Open lathemason opened 4 years ago

lathemason commented 4 years ago

Description

This talk begins from the premise that today’s social computing environments--their interfaces, data structures, and overall designs--have been enormously, if latently, influenced by philosophy. Machine learning strategies for computer vision and automatic classification owe a conceptual debt to Humean empiricism, for example. Embodied interaction design is deeply indebted to the insights of Heideggerean phenomenology. And the ideas of American pragmatist and logician Charles Sanders Peirce serve as an important formalizing basis for networked data structures.

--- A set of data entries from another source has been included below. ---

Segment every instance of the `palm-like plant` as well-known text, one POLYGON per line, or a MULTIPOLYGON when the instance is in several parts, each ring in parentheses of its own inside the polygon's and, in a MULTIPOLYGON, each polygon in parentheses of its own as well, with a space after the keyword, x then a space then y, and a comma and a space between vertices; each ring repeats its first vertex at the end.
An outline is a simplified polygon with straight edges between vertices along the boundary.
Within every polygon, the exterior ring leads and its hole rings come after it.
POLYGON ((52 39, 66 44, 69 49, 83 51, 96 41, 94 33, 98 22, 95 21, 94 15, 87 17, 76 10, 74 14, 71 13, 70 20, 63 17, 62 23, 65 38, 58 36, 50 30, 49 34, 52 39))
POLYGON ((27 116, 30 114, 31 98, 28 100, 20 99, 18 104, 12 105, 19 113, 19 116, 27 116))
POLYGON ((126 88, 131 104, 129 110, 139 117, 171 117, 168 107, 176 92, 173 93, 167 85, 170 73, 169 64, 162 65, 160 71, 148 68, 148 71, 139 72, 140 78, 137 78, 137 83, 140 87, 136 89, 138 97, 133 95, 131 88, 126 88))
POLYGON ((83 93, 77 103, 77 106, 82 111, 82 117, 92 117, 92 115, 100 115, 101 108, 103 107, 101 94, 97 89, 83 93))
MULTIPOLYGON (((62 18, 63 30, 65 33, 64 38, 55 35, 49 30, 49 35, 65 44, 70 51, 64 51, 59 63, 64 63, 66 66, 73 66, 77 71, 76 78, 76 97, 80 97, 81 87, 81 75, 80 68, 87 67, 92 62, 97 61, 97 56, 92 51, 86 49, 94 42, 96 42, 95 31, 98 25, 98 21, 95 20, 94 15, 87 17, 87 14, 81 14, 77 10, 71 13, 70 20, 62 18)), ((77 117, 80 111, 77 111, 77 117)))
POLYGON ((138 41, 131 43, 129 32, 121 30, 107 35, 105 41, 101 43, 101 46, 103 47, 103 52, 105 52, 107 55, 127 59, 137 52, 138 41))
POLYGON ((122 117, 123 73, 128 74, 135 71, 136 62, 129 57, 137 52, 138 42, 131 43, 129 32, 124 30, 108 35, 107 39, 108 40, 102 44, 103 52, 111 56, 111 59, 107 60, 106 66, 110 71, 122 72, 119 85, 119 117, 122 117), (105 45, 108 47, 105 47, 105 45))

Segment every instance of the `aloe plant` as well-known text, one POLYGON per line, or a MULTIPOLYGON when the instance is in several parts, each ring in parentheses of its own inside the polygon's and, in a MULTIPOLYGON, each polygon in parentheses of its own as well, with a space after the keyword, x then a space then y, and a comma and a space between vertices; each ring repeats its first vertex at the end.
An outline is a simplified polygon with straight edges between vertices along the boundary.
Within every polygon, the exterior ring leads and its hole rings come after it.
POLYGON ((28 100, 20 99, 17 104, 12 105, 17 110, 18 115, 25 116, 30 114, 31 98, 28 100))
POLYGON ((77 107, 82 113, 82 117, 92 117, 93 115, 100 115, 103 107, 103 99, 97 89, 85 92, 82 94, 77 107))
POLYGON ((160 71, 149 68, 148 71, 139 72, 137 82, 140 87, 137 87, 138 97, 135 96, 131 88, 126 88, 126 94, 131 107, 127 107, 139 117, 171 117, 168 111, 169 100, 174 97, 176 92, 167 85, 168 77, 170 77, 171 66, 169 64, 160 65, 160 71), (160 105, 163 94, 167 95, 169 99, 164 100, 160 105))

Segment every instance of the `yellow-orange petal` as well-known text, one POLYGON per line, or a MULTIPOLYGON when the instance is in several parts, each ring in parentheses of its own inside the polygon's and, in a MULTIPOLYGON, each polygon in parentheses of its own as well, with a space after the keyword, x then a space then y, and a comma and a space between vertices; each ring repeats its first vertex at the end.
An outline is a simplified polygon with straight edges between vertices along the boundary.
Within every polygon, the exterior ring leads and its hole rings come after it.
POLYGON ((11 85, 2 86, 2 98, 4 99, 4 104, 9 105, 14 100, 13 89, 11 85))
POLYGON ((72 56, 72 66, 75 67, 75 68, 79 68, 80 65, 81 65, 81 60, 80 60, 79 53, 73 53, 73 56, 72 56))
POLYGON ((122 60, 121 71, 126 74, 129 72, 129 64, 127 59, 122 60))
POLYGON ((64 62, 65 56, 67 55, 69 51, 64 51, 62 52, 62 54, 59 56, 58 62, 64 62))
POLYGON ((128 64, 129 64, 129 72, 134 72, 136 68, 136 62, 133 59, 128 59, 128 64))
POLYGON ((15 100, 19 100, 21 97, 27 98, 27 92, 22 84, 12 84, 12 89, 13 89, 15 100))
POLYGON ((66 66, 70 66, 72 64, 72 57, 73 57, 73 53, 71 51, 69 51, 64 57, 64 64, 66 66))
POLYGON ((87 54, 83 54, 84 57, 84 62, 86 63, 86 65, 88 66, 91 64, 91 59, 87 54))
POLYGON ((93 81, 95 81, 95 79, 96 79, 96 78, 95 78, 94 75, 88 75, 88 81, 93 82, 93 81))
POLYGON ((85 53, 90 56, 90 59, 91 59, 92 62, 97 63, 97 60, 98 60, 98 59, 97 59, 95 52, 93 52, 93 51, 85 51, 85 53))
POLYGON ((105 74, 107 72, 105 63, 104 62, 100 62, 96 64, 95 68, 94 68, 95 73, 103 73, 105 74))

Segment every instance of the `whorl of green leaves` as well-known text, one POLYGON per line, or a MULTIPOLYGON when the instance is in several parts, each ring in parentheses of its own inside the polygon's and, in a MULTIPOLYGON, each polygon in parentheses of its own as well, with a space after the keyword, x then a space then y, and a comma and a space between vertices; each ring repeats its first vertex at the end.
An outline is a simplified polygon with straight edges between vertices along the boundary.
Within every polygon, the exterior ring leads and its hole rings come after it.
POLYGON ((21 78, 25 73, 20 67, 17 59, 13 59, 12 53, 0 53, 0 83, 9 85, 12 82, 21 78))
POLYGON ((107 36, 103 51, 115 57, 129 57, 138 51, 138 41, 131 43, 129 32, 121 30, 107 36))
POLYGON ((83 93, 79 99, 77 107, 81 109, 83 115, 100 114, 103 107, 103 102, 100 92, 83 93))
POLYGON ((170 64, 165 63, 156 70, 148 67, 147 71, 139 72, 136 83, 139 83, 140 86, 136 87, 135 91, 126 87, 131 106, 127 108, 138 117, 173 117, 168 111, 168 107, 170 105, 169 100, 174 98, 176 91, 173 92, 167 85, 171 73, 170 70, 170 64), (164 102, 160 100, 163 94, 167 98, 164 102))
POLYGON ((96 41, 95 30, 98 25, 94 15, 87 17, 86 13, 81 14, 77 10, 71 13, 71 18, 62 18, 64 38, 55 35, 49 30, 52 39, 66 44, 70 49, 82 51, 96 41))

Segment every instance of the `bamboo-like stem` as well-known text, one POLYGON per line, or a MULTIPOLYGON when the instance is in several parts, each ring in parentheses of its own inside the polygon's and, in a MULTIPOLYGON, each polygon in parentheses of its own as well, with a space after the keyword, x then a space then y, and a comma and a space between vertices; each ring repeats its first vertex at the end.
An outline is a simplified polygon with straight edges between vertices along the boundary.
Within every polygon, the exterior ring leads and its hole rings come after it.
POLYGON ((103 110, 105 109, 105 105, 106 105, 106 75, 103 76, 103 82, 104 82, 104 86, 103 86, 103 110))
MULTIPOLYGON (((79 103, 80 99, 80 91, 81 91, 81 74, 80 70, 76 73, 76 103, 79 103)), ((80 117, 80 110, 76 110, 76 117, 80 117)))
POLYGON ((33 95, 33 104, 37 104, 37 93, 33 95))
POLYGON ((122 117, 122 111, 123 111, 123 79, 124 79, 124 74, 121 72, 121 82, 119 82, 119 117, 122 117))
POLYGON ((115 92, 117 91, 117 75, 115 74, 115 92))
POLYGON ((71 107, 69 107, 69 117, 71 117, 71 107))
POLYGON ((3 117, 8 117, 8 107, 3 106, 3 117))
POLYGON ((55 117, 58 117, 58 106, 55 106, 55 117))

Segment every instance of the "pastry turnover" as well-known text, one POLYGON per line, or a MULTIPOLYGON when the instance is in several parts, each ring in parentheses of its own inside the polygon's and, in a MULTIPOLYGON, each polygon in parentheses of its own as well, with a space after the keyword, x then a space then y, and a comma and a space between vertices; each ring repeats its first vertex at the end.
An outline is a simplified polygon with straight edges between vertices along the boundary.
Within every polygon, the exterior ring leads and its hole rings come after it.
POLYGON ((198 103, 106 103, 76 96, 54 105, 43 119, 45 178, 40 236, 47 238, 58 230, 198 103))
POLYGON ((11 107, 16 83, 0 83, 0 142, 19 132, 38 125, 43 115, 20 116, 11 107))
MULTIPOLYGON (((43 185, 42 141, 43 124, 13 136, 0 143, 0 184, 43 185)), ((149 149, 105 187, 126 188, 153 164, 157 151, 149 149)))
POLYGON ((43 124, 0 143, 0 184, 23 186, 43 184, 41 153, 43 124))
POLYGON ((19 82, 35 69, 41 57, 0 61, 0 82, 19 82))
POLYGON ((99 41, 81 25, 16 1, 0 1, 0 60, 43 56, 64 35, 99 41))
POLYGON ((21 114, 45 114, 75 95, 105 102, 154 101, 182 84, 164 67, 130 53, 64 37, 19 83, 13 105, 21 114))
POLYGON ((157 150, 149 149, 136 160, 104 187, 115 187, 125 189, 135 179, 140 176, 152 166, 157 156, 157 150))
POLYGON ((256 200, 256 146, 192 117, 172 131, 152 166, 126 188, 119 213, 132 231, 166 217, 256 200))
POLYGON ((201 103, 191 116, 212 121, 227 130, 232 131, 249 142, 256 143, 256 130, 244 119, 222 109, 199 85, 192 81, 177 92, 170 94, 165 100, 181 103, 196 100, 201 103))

Acknowledging these influences in thumbnail, the main question turned over in the talk is whether networked knowledge structures supplement the social, or effectively constitute it. Favouring the latter, the talk turns to an as-yet under-explored philosophical resource--differential ontology--in order to spark discussion around alternative future systems.

Type:streamed talk
Length*: 30 minutes
Date: between August 7-9
Duration: once Language: english

Objectives

To communicate a renewed appreciation for how network formalizations inevitably come to function as a material-semiotic medium for thought;

To produce a sketch of what an alternative set of signifying practices might look like by following the insights of differential ontology.

Material and Technical Requirements

Platform:videoconferencing Technical considerations: n/a Additional considerations: n/a

List technical considerations, platform, and any resources you as presenter require AND any participant materials (indicate if support is required for a purchase/cost). Include equipment, technical, and installation requirements if applicable. We will aim to accommodate where possible]

Slides and talk, produced either as a live or pre-recorded presentation.

Presenter(s)

Name: Neal Thomas Email: neal@hivemedia.ca Url(s): hivemedia.ca Twitter: @lathemason GitHub: lathemason

Presenter Bio

Neal Thomas teaches communication studies at Wilfrid Laurier University in Waterloo, ON. His research is focused at the intersection of critical social theory and computing technique, its central motivation being to better understand the impact that social technologies have upon the political imagination of deeply-mediatized societies.